The sales boost was partly the result of two EUV machine sales being signed off by customers earlier than had been expected, and partly thanks to additional demand for more conventional deep-UV (DUV) lithography equipment towards the end of the year.
Wennink, who had previously described 2016 as the year in which EUV “turned the corner”, said that the new tools met some important technical and commercial targets in 2017 – perhaps most significantly the achievement of 125 wafers per hour throughput, along with an average tool availability in excess of 90 per cent.
“With EUV sales crossing the €1.1 billion mark, 2017 was the year in which preparations for inserting EUV into high-volume chip manufacturing shifted into a higher gear,” commented the CEO.
He also revealed that ASML received orders for ten additional EUV tools in the closing quarter of 2017. That brings the outstanding backlog to 28 tools, worth close to €3 billion.
ASML shipped ten EUV tools last year, a figure that will rise to an expected 22 this year as additional production capacity comes online in the second half. “2018 will be back-end loaded, but will be significantly up on the 2017 figure,” Wennink said, adding that shipments will rise to at least 30 tools in 2019, although the number actually shipped will be limited by the capacity of the EUV supply chain.

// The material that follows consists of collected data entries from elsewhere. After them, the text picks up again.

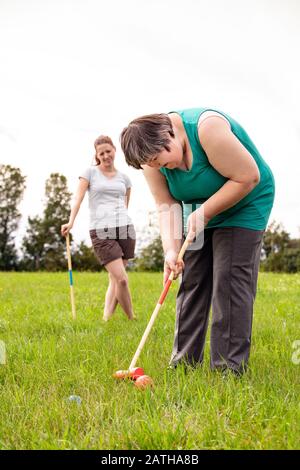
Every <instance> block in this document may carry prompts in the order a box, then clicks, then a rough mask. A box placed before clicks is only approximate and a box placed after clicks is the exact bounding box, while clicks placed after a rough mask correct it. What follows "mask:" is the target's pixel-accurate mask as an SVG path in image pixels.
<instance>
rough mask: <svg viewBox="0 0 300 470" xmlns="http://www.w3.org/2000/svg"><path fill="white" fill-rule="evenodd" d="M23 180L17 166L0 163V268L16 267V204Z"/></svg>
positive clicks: (7, 270) (21, 199) (24, 176)
mask: <svg viewBox="0 0 300 470" xmlns="http://www.w3.org/2000/svg"><path fill="white" fill-rule="evenodd" d="M25 180H26V177H25V176H23V175H22V174H21V170H20V169H19V168H14V167H12V166H10V165H2V164H0V270H7V271H8V270H12V269H16V268H17V251H16V248H15V232H16V230H17V228H18V225H19V222H20V218H21V214H20V212H19V210H18V205H19V203H20V202H21V200H22V197H23V194H24V190H25Z"/></svg>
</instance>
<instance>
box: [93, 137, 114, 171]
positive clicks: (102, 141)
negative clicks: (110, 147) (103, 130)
mask: <svg viewBox="0 0 300 470" xmlns="http://www.w3.org/2000/svg"><path fill="white" fill-rule="evenodd" d="M101 144H109V145H111V146H112V147H113V148H114V149H115V150H116V147H115V146H114V144H113V141H112V140H111V138H110V137H108V135H99V137H97V139H96V140H95V142H94V147H95V150H97V149H96V147H97V145H101ZM95 161H96V165H100V163H101V162H100V160H99V158H98V157H97V154H95Z"/></svg>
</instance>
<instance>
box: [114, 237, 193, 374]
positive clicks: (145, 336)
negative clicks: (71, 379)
mask: <svg viewBox="0 0 300 470" xmlns="http://www.w3.org/2000/svg"><path fill="white" fill-rule="evenodd" d="M190 243H191V242H190V241H189V240H187V239H186V240H185V242H184V243H183V245H182V247H181V250H180V252H179V254H178V257H177V262H178V261H181V260H182V258H183V256H184V253H185V251H186V249H187V247H188V245H189V244H190ZM173 279H174V272H173V271H172V272H171V274H170V276H169V278H168V280H167V282H166V284H165V286H164V289H163V291H162V293H161V295H160V297H159V300H158V302H157V304H156V307H155V309H154V311H153V313H152V315H151V318H150V320H149V323H148V325H147V328H146V330H145V332H144V334H143V336H142V339H141V341H140V344H139V345H138V348H137V350H136V353H135V355H134V356H133V359H132V361H131V363H130V366H129V369H128V370H118V371H117V372H115V373H114V374H113V377H114V378H115V379H126V378H130V379H133V380H136V379H137V378H138V377H139V376H140V375H143V374H144V370H143V369H142V368H141V367H135V365H136V363H137V360H138V358H139V356H140V354H141V352H142V349H143V347H144V345H145V343H146V340H147V338H148V336H149V333H150V331H151V328H152V326H153V323H154V322H155V319H156V317H157V315H158V312H159V310H160V308H161V306H162V304H163V303H164V300H165V298H166V296H167V293H168V291H169V288H170V285H171V284H172V281H173Z"/></svg>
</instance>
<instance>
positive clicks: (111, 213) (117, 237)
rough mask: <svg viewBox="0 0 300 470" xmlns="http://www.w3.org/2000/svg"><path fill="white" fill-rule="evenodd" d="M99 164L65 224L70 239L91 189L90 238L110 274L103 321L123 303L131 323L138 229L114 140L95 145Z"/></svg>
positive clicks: (79, 176)
mask: <svg viewBox="0 0 300 470" xmlns="http://www.w3.org/2000/svg"><path fill="white" fill-rule="evenodd" d="M94 146H95V151H96V154H95V161H96V165H93V166H91V167H89V168H87V169H86V170H85V171H83V172H82V173H81V174H80V176H79V185H78V189H77V193H76V196H75V203H74V205H73V207H72V210H71V214H70V219H69V222H68V223H67V224H64V225H62V227H61V233H62V235H64V236H67V234H68V233H69V231H70V230H71V229H72V227H73V224H74V220H75V218H76V216H77V214H78V211H79V209H80V205H81V202H82V200H83V198H84V196H85V193H86V191H87V190H88V194H89V209H90V227H89V228H90V237H91V240H92V244H93V248H94V252H95V254H96V256H97V258H98V259H99V262H100V264H101V265H103V266H105V268H106V270H107V271H108V273H109V285H108V289H107V292H106V296H105V307H104V314H103V319H104V320H105V321H107V320H108V319H109V318H110V317H111V316H112V315H113V313H114V311H115V309H116V306H117V304H118V303H119V304H120V306H121V307H122V309H123V310H124V312H125V314H126V315H127V317H128V319H129V320H132V319H134V318H135V316H134V313H133V308H132V301H131V295H130V291H129V285H128V276H127V273H126V270H125V268H126V266H127V264H128V260H129V259H131V258H134V249H135V230H134V226H133V224H132V221H131V219H130V217H129V216H128V213H127V208H128V203H129V198H130V191H131V182H130V179H129V178H128V176H127V175H125V174H124V173H121V172H120V171H118V170H117V169H116V168H115V166H114V160H115V152H116V148H115V146H114V144H113V142H112V140H111V138H110V137H107V136H100V137H98V138H97V139H96V141H95V143H94Z"/></svg>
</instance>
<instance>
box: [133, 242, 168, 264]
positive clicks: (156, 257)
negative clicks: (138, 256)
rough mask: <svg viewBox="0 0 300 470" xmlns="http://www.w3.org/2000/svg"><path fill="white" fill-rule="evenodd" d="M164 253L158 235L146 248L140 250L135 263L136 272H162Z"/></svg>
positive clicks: (163, 260) (149, 243) (160, 242)
mask: <svg viewBox="0 0 300 470" xmlns="http://www.w3.org/2000/svg"><path fill="white" fill-rule="evenodd" d="M163 267H164V252H163V247H162V242H161V238H160V236H159V235H158V236H157V237H156V238H155V239H154V240H153V241H152V242H151V243H149V245H148V246H146V247H145V248H143V249H142V251H141V253H140V255H139V257H138V259H137V261H136V269H137V270H138V271H163Z"/></svg>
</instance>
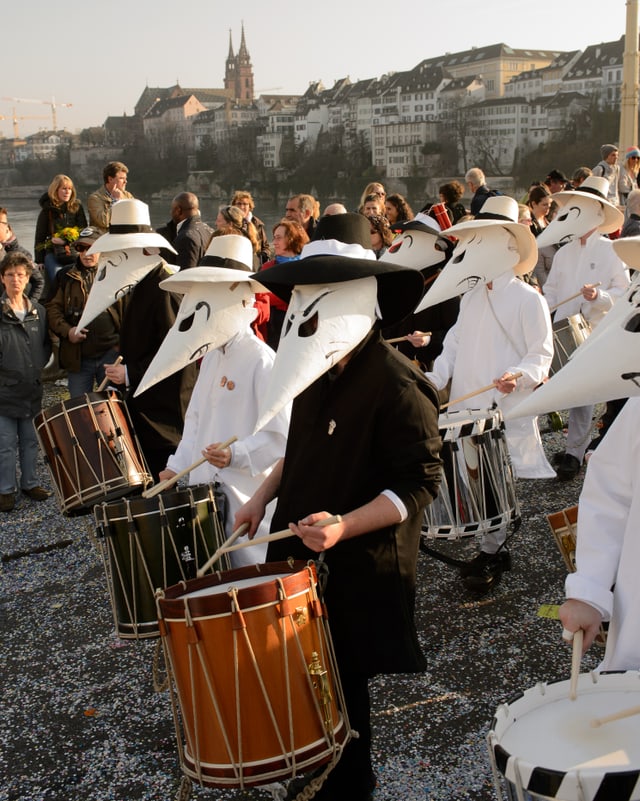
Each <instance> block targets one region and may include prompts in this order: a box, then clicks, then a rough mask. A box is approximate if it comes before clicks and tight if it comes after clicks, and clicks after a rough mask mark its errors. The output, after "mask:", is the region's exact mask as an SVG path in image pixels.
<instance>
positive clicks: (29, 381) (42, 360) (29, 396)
mask: <svg viewBox="0 0 640 801" xmlns="http://www.w3.org/2000/svg"><path fill="white" fill-rule="evenodd" d="M50 355H51V341H50V339H49V332H48V330H47V315H46V312H45V310H44V307H43V306H41V305H40V304H39V303H37V302H36V303H33V302H32V301H31V300H29V299H28V298H27V313H26V316H25V319H24V321H23V322H21V321H20V320H19V319H18V317H17V316H16V314H15V313H14V311H13V309H12V308H11V306H10V305H9V299H8V298H7V296H6V294H3V296H2V298H0V415H2V416H3V417H13V418H23V417H33V415H34V414H37V413H38V412H39V411H40V409H41V407H42V382H41V372H42V369H43V368H44V366H45V365H46V363H47V362H48V361H49V356H50Z"/></svg>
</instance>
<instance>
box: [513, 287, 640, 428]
mask: <svg viewBox="0 0 640 801" xmlns="http://www.w3.org/2000/svg"><path fill="white" fill-rule="evenodd" d="M639 286H640V273H636V278H635V279H634V281H633V282H632V283H631V285H630V286H629V288H628V289H627V291H626V292H625V294H624V295H623V296H622V297H620V298H618V300H617V301H616V302H615V304H614V305H613V308H612V309H611V311H610V312H609V313H608V314H607V315H606V316H605V318H604V319H603V320H602V322H601V323H600V324H599V325H598V326H597V328H596V329H595V330H594V332H593V333H592V334H591V335H590V336H589V337H587V339H586V340H585V341H584V342H583V343H582V344H581V345H580V347H579V348H577V349H576V350H575V351H574V352H573V353H572V355H571V357H570V358H569V361H568V362H567V363H566V364H565V365H564V366H563V367H561V369H560V370H558V372H557V373H555V375H553V376H552V377H551V378H550V379H549V381H548V382H547V383H546V384H543V385H542V386H541V387H539V388H538V389H536V391H535V392H532V393H531V395H529V397H527V398H526V399H525V400H523V401H522V402H521V403H519V404H517V405H516V406H514V407H513V408H512V409H509V410H505V411H504V417H505V420H509V419H511V418H515V417H531V416H536V415H539V414H544V413H545V412H550V411H554V410H557V409H572V408H574V407H575V406H588V405H591V404H595V403H600V402H603V401H607V400H612V399H613V398H629V397H633V396H636V395H640V355H639V354H640V301H639V300H638V288H639Z"/></svg>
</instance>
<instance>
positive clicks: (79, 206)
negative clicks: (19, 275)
mask: <svg viewBox="0 0 640 801" xmlns="http://www.w3.org/2000/svg"><path fill="white" fill-rule="evenodd" d="M40 206H41V211H40V214H39V215H38V219H37V221H36V236H35V258H36V260H43V261H44V266H45V272H46V276H47V278H48V280H49V288H50V289H51V287H52V286H53V284H54V281H55V277H56V273H57V272H58V270H60V269H61V268H62V267H64V266H66V265H68V264H74V263H75V261H76V257H77V253H76V252H75V249H74V247H73V243H74V242H75V241H76V239H77V238H78V237H79V236H80V231H82V229H83V228H86V227H87V215H86V214H85V211H84V209H83V208H82V203H80V201H79V200H78V197H77V195H76V188H75V186H74V185H73V181H72V180H71V178H69V176H68V175H62V174H59V175H56V176H55V177H54V179H53V180H52V181H51V183H50V184H49V188H48V190H47V191H46V192H45V193H44V194H43V195H42V197H41V198H40Z"/></svg>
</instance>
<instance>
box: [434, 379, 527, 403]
mask: <svg viewBox="0 0 640 801" xmlns="http://www.w3.org/2000/svg"><path fill="white" fill-rule="evenodd" d="M521 377H522V373H513V375H512V376H511V378H515V379H518V378H521ZM494 387H495V384H487V386H486V387H481V388H480V389H476V390H474V391H473V392H468V393H467V394H466V395H462V396H461V397H459V398H455V400H452V401H449V402H448V403H443V404H442V405H441V406H440V408H441V409H446V408H447V406H452V405H453V404H454V403H462V401H463V400H468V399H469V398H474V397H475V396H476V395H482V393H483V392H488V391H489V390H490V389H493V388H494Z"/></svg>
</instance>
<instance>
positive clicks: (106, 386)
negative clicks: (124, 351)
mask: <svg viewBox="0 0 640 801" xmlns="http://www.w3.org/2000/svg"><path fill="white" fill-rule="evenodd" d="M121 361H122V356H118V358H117V359H116V360H115V362H114V363H113V364H110V365H109V367H115V366H116V365H118V364H120V362H121ZM108 383H109V379H108V378H107V376H105V377H104V378H103V379H102V381H101V382H100V385H99V386H98V389H97V391H98V392H102V390H103V389H106V388H107V384H108Z"/></svg>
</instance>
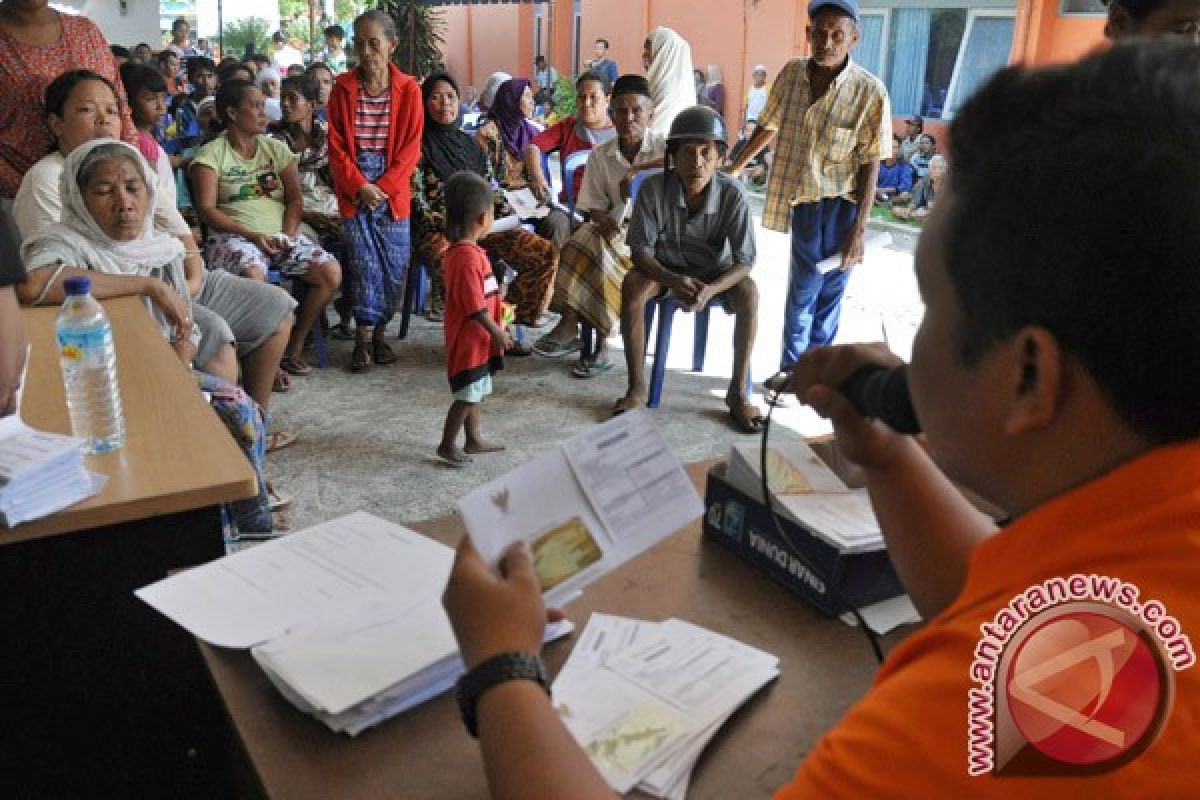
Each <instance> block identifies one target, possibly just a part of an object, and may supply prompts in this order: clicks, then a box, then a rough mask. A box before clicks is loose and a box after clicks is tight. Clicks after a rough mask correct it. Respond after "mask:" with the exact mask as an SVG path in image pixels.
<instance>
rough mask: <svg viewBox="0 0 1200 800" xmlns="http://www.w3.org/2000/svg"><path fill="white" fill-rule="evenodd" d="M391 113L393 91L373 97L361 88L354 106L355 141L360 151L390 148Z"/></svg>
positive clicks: (354, 129) (375, 149)
mask: <svg viewBox="0 0 1200 800" xmlns="http://www.w3.org/2000/svg"><path fill="white" fill-rule="evenodd" d="M390 115H391V92H390V91H385V92H383V94H382V95H379V96H378V97H372V96H371V95H368V94H366V91H364V90H362V89H359V101H358V103H356V104H355V107H354V143H355V144H356V145H358V148H359V152H384V151H385V150H386V149H388V118H389V116H390Z"/></svg>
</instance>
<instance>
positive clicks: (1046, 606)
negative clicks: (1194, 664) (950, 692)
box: [967, 576, 1195, 775]
mask: <svg viewBox="0 0 1200 800" xmlns="http://www.w3.org/2000/svg"><path fill="white" fill-rule="evenodd" d="M1139 596H1140V591H1139V590H1138V587H1135V585H1133V584H1129V583H1126V582H1123V581H1120V579H1117V578H1110V577H1106V576H1072V577H1069V578H1051V579H1050V581H1046V582H1044V583H1042V584H1037V585H1033V587H1030V588H1028V589H1026V590H1025V591H1024V593H1021V594H1020V595H1018V596H1016V597H1013V600H1012V601H1009V603H1008V604H1007V606H1006V607H1004V608H1002V609H1001V610H1000V612H998V613H997V614H996V615H995V618H994V619H992V620H991V621H990V622H985V624H984V625H982V626H980V633H982V634H983V636H982V638H980V639H979V642H978V644H977V645H976V650H974V658H973V661H972V664H971V679H972V681H973V682H974V684H977V686H973V687H972V688H971V690H970V691H968V693H967V706H968V709H967V718H968V728H967V734H968V740H967V748H968V752H967V771H968V772H970V774H971V775H985V774H995V775H1069V774H1096V772H1104V771H1109V770H1112V769H1116V768H1117V766H1120V765H1122V764H1126V763H1128V762H1129V760H1132V759H1133V758H1136V757H1138V756H1139V754H1141V753H1142V752H1144V751H1145V750H1146V748H1147V747H1148V746H1150V745H1151V744H1153V741H1154V740H1156V739H1157V738H1158V735H1159V733H1160V732H1162V729H1163V726H1164V723H1165V721H1166V717H1168V715H1169V712H1170V709H1171V703H1172V700H1174V686H1175V676H1174V673H1175V672H1176V670H1181V669H1187V668H1189V667H1192V666H1193V664H1194V663H1195V654H1194V651H1193V648H1192V643H1190V639H1188V637H1187V636H1186V634H1184V633H1183V631H1182V628H1181V626H1180V624H1178V620H1176V619H1175V618H1172V616H1170V615H1168V614H1166V609H1165V607H1164V606H1163V603H1160V602H1158V601H1148V602H1145V603H1142V602H1139Z"/></svg>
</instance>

Each of the EUV tools is based around high-power carbon dioxide lasers and a "trigger" laser that generate broadband emission of light when fired at a procession of tin droplets inside the EUV source chamber. Specialist optical components fabricated from diamond are also required.
Market ‘on fire’
Describing the wider semiconductor market as “on fire”, the CEO said that demand from both logic and memory chip manufacturers remained very strong. He added that 2018 would mark the start of a ramp in the production of logic devices at the 7 nm “node”, the first for which EUV patterning has been adopted.
“All in all, it looks very positive,” added Wennink in his outlook for the year, with both sales and net profit both expected to improve on the record-breaking figures posted for 2017.
ASML now looks well on course to hit its 2020 revenue target of €11 billion, with Wennink and CFO Wolfgang Nickl maintaining that the sales level at that point will depend largely on the extent of EUV insertion and the timing of future production ramps.
Overall, ASML’s annual net profit for 2017 soared 44 per cent year-on-year, to €2.12 billion, after sales jumped 33 per cent over the same period, to €9.05 billion.
The strong performance has prompted the company’s executives to propose an increased shareholder dividend at ASML’s forthcoming annual general meeting. At €1.40 per ordinary share, up from €1.20 last year, the company will be set to return some €600 million to its shareholders.
• ASML also said it had appointed Roger Dassen as its new CFO. A professor of auditing at the Free University of Amsterdam, Dassen is a former CEO of Deloitte Netherlands and currently a senior executive at Deloitte Touche Tohmatsu. He is scheduled to take over from Nickl, whose departure was announced last year, from June.